# NAS IMPACT DATABASE SCRAPER
This code scrapes impact data from the Nonindingenous Aquatic Species (https://nas.er.usgs.gov/) database. Rather than connecting from backend, this pulls from the frontend of the data entry portal.


In [2]:
# import libraries
import pandas as pd                                           # handle dataframes
import openpyxl                                               # import and export Excel files
from bs4 import BeautifulSoup                                 # read HTML
import time                                                   # set timers
import re                                                     # clean text data
from datetime import date                                     # get date to organize output files
from rpy2.robjects.packages import importr                    # import packages from R - needed for taxize package
from selenium import webdriver                                # automate web browser interaction
from selenium.webdriver.common.keys import Keys               # automate keyboard actions
from selenium.webdriver.common.by import By                   # find elements by html id on webpage
from selenium.webdriver.support.ui import Select              # automate dropdown selection
from selenium.common.exceptions import WebDriverException     # deal with exptions in webdriver


### Open Chrome Web Driver
Opens to NAS sign in page. Manually enter personal login information

In [5]:
# start web driver - use login information
driver = webdriver.Chrome()
driver.get('https://nas.er.usgs.gov/Signin.aspx')


### Pull NAS Impact Data
This scrapes NAS impact data in two parts. It first scapes the tables on the NAS impacts list page. Unfortunantly, data from tables is incomplete. The second step scrapes the full impact description statement, notes, and geographic location from each impact ID page.

In [7]:
# set timer
time_start = time.time()

# function to extract table from HTML
def find_table():
    html = driver.page_source
    soup = BeautifulSoup(html, 'html.parser')
    data_table = soup.find('table', id='ContentPlaceHolder1_gvImpacts')
    return data_table

# function to extract and append table data
def extract_table_data(table):
    for row in table.find_all('tr')[3:-2]:
        row_data = []
        for index, cell in enumerate(row.find_all('td')[1:-1]):
            if index == 8:
                checkmark_image = cell.find('img')
                if checkmark_image:
                    row_data.append('yes')
                else:
                    row_data.append('')
            else:
                row_data.append(cell.get_text().strip())
        data.append(row_data)
    return data

# create empty list to store table data
data = []

# create list - this will allow code to click through impact database table pages
# n is based on number of pages and will likely need to be manually updated - consider creating code in future
n = 75
table_clicks = list(range(2, 12)) + (list(range(4, 14)) * n)

# extract table headers
driver.get('https://nas.er.usgs.gov/DataEntry/Impact/ImpactsList.aspx')
table = find_table()
header = [th.text.strip() for th in table.find_all('th')[1:-1]]
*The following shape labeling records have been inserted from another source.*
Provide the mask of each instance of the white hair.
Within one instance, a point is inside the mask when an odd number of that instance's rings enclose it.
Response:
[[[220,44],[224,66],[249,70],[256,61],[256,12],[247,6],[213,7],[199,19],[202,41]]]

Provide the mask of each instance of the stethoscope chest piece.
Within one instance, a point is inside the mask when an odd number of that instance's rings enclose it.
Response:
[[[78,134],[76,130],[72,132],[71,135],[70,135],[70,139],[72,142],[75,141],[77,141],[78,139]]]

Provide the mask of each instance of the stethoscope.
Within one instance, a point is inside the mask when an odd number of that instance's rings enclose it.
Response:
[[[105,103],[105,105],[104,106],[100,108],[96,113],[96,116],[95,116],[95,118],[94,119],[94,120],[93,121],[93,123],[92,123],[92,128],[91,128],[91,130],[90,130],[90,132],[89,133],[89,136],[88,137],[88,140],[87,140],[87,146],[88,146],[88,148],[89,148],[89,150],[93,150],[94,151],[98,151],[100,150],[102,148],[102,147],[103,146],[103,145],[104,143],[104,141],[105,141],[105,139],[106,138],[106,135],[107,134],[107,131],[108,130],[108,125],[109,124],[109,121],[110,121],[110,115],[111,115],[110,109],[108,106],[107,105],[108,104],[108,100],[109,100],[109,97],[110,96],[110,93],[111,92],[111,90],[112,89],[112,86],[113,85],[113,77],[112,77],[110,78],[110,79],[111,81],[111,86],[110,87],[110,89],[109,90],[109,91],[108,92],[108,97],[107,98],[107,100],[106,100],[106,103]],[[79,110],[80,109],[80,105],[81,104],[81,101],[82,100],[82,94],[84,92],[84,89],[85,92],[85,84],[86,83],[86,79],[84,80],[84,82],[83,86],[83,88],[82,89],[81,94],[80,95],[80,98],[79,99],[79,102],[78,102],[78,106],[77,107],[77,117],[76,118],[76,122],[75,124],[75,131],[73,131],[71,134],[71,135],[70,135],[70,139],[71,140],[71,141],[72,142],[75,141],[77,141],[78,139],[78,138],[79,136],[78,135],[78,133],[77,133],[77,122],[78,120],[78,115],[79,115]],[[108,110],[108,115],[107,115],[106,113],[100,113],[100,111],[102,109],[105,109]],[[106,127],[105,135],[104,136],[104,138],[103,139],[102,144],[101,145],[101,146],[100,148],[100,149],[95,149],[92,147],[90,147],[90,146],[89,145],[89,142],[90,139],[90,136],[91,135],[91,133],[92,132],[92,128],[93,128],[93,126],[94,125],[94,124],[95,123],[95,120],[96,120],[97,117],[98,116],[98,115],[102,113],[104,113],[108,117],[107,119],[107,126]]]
# extract data from first table
extract_table_data(table)

# extract data from remaining tables
try:
    for i in table_clicks:
        element = f'/html/body/form/div[4]/div/table/tbody/tr[1]/td/table/tbody/tr/td[{i}]/a'
        link = driver.find_element(By.XPATH, element)
        link.click()
        table = find_table()
        extract_table_data(table)
except:
    print(f"An error occurred:{e}")
    pass

# create data table    
impact_data = pd.DataFrame(data, columns = header)

# remove any potiential duplicates based on Impact ID
impact_data.drop_duplicates(subset='Impact ID', keep='first', inplace=True)


# !! not all data appears completely in data tables - need to going into edit option
      
# create new column for Geographic Location
impact_data['Geographic Location'] = None

# go through each individual impact to get full Impact Description, Notes, and Geographic Location
for index, row in impact_data.iterrows():
    try:
        url = 'https://nas.er.usgs.gov/DataEntry/Impact/Impacts.aspx?ImpactID=' + str(row['Impact ID'])
        driver.get(url)
        impact_description = driver.find_element(By.XPATH, '/html/body/form/div[4]/div/div/table[2]/tbody/tr[6]/td[2]/textarea' )
        impact_data.at[index, 'Impact Description'] = impact_description.get_attribute('value')
        notes = driver.find_element(By.XPATH, '/html/body/form/div[4]/div/div/table[2]/tbody/tr[7]/td[2]/textarea')
        impact_data.at[index, 'Notes'] = notes.get_attribute('value')
        geographic_loc = driver.find_element(By.XPATH, '/html/body/form/div[4]/div/div/table[2]/tbody/tr[9]/td[2]/input')
        impact_data.at[index, 'Geographic Location'] = geographic_loc.get_attribute('value')
    except:
        driver.refresh()
        index -= 1
        continue

print(f'Impact Info Time: {round((time.time()- time_start)/60)}')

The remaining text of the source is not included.